Tuesday 12 July 2016

Review of 'Bosnian Voices', Buxton Festival


ENSEMBLE 10/10, Buxton Festival, St John’s Church, Buxton



Clark Rundell brought his Liverpool Philharmonic based new music group, Ensemble 10/10, back to Buxton for a memorable concert in the bright acoustic of St John’s Church.

I missed the world premiere they gave last November of Bosnian Voices, the new song cycle by Nigel Osborne (it was repeated a day later at St George’s Hall in Liverpool), so it was a discovery to hear it performed again in this year’s Buxton Festival. It’s a moving and genuinely beautiful work – an arrangement, as Osborne says, of original songs written by youngsters and others in the area of Srebrenica looking back 20 years to the horrific genocidal conflict that befell their country. He’s been committed to humanitarian work in that place for years and comes to the task with integrity, which has been reflected in his music already more than once.

There are seven songs, of different natures, all sung by a mezzo soloist – Florieke Beelen this time – with accompaniment of string quintet, flute, clarinets, horn and percussion, but Osborne’s claim ‘I’m just an arranger’ before the event is self-deprecation.
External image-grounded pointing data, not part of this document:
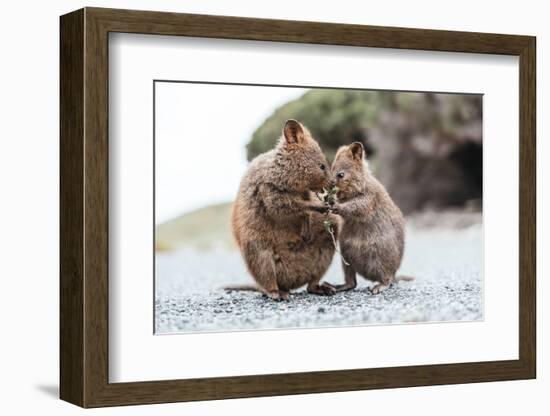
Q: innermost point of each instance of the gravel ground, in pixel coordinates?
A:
(447, 265)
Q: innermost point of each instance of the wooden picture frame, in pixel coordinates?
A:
(84, 207)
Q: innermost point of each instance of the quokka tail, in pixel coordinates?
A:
(403, 278)
(243, 287)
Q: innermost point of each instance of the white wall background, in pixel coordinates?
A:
(29, 210)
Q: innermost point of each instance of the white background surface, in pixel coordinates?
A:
(138, 59)
(29, 220)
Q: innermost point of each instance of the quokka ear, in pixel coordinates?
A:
(357, 150)
(294, 132)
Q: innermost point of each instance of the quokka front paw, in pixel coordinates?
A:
(378, 288)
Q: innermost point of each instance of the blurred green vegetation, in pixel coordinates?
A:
(338, 117)
(426, 148)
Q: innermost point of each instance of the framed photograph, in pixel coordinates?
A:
(256, 207)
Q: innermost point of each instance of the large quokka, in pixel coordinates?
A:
(277, 224)
(372, 234)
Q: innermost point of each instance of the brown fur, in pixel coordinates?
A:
(372, 235)
(277, 224)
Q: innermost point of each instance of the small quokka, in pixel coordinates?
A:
(276, 222)
(372, 233)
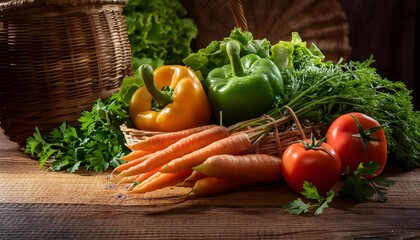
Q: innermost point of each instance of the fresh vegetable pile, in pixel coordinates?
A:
(256, 91)
(159, 31)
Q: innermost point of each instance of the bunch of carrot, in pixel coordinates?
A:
(209, 159)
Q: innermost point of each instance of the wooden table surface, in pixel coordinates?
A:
(38, 204)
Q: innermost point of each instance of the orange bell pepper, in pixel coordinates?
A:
(171, 99)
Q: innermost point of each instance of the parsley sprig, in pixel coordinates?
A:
(355, 186)
(359, 188)
(319, 203)
(96, 144)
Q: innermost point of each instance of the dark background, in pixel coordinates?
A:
(390, 31)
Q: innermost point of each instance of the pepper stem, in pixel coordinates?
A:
(162, 98)
(233, 49)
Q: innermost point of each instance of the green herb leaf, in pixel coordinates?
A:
(95, 145)
(298, 206)
(357, 187)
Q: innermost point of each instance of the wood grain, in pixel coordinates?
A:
(39, 204)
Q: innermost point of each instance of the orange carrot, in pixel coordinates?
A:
(130, 164)
(195, 176)
(210, 186)
(144, 176)
(160, 180)
(129, 179)
(164, 140)
(134, 155)
(237, 143)
(178, 149)
(253, 168)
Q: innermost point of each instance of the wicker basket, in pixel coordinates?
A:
(322, 22)
(57, 58)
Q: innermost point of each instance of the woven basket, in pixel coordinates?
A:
(57, 58)
(322, 22)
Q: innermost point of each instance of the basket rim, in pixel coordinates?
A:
(10, 5)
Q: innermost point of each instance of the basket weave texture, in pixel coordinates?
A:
(57, 58)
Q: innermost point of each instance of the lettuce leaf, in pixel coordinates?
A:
(159, 32)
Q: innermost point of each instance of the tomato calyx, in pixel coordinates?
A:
(313, 144)
(366, 134)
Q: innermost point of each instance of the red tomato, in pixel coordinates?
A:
(321, 166)
(342, 136)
He’s supplied a haunting opening and postlude with a long vocalise, and skilfully varies the style and instrumentation of the songs, ending the earlier ones, in particular in a mid-air way which is telling in itself.
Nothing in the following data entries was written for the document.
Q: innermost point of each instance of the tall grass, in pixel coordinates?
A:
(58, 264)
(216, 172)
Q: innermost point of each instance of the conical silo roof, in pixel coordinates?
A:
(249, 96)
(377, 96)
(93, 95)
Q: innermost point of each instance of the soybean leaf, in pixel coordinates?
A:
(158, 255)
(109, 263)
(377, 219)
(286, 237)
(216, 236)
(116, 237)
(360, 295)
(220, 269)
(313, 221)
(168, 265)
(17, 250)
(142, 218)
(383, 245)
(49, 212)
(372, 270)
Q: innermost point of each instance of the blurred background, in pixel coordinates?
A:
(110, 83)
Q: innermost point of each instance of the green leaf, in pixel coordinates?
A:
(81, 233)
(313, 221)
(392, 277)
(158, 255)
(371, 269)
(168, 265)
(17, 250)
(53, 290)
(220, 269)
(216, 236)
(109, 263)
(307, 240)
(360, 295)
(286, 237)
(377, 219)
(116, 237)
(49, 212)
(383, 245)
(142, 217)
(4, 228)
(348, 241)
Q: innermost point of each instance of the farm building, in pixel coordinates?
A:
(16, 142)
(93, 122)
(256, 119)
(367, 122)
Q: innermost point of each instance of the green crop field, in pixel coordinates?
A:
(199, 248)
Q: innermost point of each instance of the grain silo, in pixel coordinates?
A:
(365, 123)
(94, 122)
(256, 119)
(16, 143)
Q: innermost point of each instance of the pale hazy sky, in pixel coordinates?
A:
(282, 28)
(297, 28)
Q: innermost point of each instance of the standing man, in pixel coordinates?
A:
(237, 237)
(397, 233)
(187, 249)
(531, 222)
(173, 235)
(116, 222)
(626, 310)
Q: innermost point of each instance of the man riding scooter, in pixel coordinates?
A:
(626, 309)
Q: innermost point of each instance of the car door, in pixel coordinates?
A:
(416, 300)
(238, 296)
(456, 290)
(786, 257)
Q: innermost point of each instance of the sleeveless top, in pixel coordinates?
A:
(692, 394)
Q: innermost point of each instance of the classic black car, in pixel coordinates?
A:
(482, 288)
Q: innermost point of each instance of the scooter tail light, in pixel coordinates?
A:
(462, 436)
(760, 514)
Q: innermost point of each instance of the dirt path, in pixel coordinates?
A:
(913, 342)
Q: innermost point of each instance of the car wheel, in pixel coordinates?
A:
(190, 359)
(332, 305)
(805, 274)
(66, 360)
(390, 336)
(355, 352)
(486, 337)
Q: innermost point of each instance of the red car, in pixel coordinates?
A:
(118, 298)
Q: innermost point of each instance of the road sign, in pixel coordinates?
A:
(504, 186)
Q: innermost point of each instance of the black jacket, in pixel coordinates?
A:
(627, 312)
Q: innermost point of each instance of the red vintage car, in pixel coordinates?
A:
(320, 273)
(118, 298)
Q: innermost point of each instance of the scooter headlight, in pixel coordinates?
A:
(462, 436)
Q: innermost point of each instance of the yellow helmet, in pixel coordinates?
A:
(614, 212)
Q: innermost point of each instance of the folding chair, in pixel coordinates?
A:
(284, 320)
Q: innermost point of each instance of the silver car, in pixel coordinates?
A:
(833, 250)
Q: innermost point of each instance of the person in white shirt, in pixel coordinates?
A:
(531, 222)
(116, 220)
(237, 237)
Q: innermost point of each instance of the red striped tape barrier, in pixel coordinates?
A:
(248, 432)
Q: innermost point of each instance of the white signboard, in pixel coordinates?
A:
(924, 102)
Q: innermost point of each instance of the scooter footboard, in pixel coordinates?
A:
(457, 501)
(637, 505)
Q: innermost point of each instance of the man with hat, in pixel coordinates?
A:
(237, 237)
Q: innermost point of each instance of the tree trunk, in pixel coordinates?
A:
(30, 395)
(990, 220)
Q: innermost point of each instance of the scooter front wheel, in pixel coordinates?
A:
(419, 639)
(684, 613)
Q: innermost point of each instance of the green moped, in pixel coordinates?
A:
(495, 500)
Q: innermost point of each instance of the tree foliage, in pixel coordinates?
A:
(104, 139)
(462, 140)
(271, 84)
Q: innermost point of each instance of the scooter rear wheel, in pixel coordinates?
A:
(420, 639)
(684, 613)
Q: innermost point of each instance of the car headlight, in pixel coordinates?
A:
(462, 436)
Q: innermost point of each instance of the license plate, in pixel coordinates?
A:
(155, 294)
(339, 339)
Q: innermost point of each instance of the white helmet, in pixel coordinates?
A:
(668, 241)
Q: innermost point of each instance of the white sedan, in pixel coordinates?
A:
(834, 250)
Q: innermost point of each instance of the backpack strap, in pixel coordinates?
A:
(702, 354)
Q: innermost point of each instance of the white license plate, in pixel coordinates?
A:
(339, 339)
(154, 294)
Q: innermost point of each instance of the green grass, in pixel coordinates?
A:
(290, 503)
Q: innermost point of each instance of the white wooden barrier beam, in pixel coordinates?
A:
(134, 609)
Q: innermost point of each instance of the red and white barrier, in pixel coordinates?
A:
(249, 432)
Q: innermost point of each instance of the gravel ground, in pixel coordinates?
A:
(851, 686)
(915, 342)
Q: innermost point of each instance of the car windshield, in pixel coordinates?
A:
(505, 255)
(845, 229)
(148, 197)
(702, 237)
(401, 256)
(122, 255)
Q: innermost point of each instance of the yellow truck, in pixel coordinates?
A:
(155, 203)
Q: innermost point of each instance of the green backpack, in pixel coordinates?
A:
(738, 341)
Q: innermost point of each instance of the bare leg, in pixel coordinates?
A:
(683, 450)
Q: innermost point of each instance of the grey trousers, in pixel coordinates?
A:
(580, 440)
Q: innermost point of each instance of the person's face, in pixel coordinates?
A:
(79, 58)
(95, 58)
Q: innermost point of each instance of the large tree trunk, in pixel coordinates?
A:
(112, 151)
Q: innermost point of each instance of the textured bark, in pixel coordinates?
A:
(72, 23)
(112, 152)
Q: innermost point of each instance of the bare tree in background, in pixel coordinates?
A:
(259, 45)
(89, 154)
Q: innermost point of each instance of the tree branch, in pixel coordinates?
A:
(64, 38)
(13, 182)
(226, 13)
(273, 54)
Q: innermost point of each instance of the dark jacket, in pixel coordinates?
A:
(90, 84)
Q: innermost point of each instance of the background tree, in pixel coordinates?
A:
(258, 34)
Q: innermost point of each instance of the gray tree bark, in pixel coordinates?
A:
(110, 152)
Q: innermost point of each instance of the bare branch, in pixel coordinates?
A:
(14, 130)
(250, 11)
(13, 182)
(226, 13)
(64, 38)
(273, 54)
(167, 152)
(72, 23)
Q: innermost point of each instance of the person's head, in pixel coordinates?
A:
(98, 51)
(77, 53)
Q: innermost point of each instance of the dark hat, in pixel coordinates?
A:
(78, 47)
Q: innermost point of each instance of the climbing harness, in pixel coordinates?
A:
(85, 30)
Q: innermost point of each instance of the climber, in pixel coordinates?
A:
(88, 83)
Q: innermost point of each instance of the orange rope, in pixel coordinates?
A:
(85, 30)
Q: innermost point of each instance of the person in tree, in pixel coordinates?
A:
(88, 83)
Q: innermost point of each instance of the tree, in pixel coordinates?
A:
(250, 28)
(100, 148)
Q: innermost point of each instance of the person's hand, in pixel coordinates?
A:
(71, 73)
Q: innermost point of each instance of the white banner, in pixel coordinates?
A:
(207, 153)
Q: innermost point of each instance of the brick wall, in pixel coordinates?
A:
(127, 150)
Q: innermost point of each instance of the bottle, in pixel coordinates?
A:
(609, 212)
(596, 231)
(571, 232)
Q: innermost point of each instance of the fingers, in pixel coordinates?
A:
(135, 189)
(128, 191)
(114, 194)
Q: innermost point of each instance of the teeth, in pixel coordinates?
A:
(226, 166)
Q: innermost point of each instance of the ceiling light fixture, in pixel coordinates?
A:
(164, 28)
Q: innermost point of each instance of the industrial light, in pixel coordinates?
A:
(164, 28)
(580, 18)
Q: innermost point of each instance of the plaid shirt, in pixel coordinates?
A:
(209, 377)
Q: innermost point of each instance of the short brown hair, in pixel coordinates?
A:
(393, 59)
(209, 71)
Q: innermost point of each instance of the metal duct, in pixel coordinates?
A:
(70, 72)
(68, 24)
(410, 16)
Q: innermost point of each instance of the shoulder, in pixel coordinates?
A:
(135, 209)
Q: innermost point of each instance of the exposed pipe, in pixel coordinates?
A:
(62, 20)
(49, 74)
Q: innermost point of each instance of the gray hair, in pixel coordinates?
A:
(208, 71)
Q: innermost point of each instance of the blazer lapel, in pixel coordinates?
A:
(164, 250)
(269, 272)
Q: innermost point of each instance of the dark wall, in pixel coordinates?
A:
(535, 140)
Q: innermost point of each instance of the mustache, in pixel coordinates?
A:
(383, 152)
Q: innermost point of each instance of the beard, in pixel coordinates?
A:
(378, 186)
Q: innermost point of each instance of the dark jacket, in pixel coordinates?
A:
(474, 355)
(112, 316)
There’s fun, too, in the ‘gipsy’ idiom of The Golden Ship, written with some Roma children among others, the nearly-English-pastoral background, complete with ruminative horn solo, to the one about riding a bicycle in the open air, and rattling rhythmic ostinati of the songs composed by pop group musicians.

There’s also desperately under-stated sadness in Time, Life and I, the song by women gang-raped during the war who still have seen no justice.

Some music lives because it captures the essence of a time-rooted reality, good or evil, and this is one of those. I hope it will live long.